A charge enquanto materialidade concreta – e aqui novamente nos baseamos nos conceitos de Charles Sanders Peirce – possui signo (representamen), objeto e interpretante, ou seja, uma coisa só é tal coisa porque está submetida a essa relação. A maneira como ela capta o real revela sua faceta: ela pode ser realimentadora da ideologia dominante ou revelar, por força do objeto dinâmico, uma outra realidade que desorganiza a hegemonia ideológica. As formas deixam a nu as fissuras do sistema, mostram as contradições e o não-senso ideológico, abalam as pilastras da oficialidade, visto que desmascaram ou criam novas necessidades, à medida que a ideologia está presente, como quer Volosinov (apud Santaella, 1980), numa realidade materialmente concreta, quer seja palavra, som, cor, linhas, massas.

A charge se inscreve no universo da secundidade peirceana. Lembremos que, para Peirce, todo e qualquer fenômeno (phaneron) seja um gesto, uma sensação, um quadro, uma pintura, um pôr-do-sol, um sentimento, uma dor, uma obra qualquer é apreendido pela mente a partir das três categorias do pensamento, os três caminhos mais simples e elementares de se entender um fenômeno. Estas maneiras de um fenômeno impactar uma mente são as três categorias do pensamento e da natureza, que poderíamos denominar primeiridade (1), secundidade (2) e terceiridade (3). Portanto, suas três categorias são os alicerces de toda a sua obra.

Segundo Santaella (1993, p.36), primeiridade (1.) seria começo, aquilo que tem frescor, é original, espontâneo, livre. Secundidade (2.), aquilo que é determinado, terminado, final, correlativo, objeto, necessitado, reativo. Terceiridade (3.), meio, devir, desenvolvimento.

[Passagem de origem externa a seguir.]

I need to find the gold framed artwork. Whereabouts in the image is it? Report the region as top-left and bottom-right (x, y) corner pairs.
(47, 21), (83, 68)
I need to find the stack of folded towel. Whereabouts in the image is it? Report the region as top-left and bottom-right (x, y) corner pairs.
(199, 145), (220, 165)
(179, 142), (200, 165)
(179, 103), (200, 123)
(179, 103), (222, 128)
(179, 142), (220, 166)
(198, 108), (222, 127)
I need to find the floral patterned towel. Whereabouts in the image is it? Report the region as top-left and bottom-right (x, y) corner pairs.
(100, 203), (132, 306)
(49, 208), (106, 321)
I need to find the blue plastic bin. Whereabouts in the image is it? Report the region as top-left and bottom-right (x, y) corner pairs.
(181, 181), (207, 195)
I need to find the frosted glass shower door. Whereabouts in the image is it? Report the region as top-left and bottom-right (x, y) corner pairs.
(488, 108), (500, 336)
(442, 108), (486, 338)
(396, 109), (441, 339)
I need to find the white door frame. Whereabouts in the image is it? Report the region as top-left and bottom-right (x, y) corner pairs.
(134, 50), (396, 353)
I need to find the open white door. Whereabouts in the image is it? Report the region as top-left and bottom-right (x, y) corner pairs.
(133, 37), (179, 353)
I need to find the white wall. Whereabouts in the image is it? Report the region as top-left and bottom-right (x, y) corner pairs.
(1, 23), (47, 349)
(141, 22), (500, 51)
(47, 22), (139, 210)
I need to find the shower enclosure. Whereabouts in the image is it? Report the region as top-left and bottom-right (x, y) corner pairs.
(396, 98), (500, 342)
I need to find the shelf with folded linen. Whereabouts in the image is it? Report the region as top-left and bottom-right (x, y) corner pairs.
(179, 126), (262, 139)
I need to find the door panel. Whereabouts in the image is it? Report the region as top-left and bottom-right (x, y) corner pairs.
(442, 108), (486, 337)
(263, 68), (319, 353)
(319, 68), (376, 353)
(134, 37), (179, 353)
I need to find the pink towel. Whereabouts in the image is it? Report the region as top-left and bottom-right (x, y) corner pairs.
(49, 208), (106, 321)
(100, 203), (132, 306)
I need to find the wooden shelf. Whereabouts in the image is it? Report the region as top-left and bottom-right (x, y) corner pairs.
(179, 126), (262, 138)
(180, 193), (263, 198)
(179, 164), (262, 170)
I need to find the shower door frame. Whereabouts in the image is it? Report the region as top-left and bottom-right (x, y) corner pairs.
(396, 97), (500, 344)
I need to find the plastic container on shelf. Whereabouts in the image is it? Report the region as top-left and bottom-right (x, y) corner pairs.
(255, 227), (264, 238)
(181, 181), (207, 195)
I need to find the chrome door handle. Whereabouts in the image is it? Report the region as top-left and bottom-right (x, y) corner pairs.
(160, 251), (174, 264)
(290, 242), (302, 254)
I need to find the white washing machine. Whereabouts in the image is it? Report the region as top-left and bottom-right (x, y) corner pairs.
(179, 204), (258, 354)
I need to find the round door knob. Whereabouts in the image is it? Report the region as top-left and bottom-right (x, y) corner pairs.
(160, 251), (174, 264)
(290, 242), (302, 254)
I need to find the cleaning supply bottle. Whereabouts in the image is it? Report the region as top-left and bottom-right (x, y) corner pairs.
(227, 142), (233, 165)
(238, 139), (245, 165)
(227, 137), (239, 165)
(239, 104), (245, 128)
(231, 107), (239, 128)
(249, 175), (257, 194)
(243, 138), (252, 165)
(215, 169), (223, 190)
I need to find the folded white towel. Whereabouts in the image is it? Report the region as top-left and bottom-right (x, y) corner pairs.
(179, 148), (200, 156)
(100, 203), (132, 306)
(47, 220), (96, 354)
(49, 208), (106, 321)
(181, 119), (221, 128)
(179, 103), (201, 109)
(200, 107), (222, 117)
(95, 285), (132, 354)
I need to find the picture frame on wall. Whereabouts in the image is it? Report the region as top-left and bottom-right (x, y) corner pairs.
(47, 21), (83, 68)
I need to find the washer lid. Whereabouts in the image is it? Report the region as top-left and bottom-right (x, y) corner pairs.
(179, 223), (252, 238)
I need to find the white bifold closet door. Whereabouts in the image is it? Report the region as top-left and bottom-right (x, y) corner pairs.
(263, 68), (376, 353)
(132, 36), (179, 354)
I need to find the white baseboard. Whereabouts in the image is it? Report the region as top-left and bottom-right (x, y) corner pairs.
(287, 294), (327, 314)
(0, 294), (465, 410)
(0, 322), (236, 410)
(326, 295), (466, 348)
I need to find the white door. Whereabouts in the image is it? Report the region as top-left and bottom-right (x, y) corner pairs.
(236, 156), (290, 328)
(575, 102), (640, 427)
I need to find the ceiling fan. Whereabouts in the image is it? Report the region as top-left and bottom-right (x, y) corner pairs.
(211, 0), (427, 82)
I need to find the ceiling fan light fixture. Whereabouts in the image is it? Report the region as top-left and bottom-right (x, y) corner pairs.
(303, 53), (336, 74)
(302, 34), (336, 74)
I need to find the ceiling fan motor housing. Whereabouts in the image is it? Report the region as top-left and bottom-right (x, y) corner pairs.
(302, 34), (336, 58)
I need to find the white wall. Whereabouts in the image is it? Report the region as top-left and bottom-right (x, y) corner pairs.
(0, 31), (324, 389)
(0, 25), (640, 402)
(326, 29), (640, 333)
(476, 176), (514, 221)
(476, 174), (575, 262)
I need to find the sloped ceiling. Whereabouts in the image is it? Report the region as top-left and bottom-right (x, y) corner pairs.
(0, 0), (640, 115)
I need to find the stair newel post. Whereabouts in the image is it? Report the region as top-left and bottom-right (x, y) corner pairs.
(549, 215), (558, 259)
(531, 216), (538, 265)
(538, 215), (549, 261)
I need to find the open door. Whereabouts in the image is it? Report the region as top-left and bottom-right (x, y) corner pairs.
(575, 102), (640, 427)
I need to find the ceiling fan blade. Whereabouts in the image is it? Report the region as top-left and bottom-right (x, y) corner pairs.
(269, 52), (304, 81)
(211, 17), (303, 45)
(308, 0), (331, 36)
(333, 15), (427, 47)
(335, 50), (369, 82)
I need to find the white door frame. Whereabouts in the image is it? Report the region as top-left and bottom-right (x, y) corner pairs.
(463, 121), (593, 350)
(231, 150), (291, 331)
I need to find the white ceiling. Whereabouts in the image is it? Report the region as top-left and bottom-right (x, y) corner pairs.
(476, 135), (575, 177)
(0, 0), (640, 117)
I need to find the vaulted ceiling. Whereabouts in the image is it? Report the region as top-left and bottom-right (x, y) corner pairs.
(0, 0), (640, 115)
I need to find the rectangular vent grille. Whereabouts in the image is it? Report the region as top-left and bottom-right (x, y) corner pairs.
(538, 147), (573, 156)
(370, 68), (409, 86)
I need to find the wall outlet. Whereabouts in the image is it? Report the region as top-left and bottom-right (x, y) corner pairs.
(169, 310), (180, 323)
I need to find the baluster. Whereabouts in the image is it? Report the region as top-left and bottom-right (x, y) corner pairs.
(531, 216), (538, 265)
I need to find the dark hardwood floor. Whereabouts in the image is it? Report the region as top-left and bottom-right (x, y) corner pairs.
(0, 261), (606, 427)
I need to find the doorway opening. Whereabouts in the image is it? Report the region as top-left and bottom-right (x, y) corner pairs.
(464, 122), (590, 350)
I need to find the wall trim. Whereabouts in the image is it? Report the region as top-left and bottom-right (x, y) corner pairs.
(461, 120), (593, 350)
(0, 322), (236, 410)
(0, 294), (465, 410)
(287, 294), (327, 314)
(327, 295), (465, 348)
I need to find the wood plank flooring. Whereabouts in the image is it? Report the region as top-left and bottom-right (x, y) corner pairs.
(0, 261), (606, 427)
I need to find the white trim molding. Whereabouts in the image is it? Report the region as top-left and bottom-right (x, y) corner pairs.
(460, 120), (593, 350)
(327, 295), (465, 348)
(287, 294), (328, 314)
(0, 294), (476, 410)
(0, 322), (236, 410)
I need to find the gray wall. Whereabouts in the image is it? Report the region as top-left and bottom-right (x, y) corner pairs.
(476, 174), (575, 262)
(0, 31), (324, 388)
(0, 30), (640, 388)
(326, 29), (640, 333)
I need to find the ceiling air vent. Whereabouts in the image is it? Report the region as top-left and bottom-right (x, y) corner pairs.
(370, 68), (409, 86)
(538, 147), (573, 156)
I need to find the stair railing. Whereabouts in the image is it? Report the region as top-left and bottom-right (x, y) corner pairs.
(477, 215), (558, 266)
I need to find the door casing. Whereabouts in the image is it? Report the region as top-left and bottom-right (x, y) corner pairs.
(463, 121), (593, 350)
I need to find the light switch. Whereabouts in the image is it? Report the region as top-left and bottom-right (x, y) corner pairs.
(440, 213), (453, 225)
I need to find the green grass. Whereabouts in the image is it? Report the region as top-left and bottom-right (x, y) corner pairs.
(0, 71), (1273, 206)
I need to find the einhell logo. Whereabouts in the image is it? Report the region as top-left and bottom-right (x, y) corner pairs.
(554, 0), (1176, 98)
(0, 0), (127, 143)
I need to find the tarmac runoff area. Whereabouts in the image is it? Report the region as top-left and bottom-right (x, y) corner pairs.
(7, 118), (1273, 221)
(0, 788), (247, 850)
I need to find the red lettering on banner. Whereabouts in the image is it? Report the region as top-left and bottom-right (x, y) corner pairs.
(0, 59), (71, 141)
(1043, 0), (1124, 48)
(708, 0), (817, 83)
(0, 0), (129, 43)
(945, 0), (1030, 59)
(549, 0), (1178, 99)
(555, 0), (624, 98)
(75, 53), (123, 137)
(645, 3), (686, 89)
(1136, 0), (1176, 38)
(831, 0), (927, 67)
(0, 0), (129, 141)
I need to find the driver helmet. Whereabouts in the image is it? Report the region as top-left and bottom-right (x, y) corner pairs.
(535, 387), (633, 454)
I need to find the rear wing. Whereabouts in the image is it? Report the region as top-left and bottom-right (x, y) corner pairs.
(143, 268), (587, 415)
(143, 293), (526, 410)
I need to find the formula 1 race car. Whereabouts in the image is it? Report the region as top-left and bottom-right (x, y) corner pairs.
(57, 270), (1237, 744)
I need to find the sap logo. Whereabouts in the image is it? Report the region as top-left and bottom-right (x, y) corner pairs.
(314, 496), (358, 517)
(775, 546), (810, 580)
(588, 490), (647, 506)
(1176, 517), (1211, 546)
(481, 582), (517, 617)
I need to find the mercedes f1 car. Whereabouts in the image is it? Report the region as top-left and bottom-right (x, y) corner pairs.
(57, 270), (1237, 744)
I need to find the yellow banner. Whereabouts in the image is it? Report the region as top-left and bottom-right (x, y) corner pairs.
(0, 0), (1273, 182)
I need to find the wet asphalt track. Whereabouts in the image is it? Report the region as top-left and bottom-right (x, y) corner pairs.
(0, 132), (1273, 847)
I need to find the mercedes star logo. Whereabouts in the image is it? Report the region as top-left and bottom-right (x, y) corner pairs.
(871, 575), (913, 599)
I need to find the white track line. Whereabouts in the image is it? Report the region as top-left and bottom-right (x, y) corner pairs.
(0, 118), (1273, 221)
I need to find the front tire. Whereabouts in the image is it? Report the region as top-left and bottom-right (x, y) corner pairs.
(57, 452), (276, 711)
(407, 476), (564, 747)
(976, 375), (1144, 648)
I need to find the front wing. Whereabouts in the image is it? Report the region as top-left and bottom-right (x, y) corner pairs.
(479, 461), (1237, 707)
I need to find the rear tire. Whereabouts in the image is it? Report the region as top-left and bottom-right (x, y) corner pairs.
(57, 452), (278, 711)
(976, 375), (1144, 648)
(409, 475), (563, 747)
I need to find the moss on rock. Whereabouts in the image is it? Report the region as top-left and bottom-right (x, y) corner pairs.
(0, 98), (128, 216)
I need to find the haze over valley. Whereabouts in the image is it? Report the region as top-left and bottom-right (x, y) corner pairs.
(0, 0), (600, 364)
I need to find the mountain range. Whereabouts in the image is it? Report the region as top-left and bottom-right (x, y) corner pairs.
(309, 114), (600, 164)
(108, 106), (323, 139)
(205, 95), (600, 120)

Estas maneiras de um fenômeno impactar uma mente, isto é, as três categorias do pensamento e da natureza, suportam o caráter triádico da semiótica peirceana. Portanto, especificamente na charge, traço, formas, figuras, tinta, enfim, as qualidades materiais que fazem o signo “charge” ser visível e reconhecido como tal caracteriza sua primeiridade (1.). O fato daquele desenho, figura, forma etc. apontar para algo ou alguém existente no mundo considerado real caracteriza sua secundidade. Já tanto as palavras ou frases (se presentes) ou mesmo o sentido, a conclusão que o leitor possa tirar, ancoram-se na terceiridade (3.).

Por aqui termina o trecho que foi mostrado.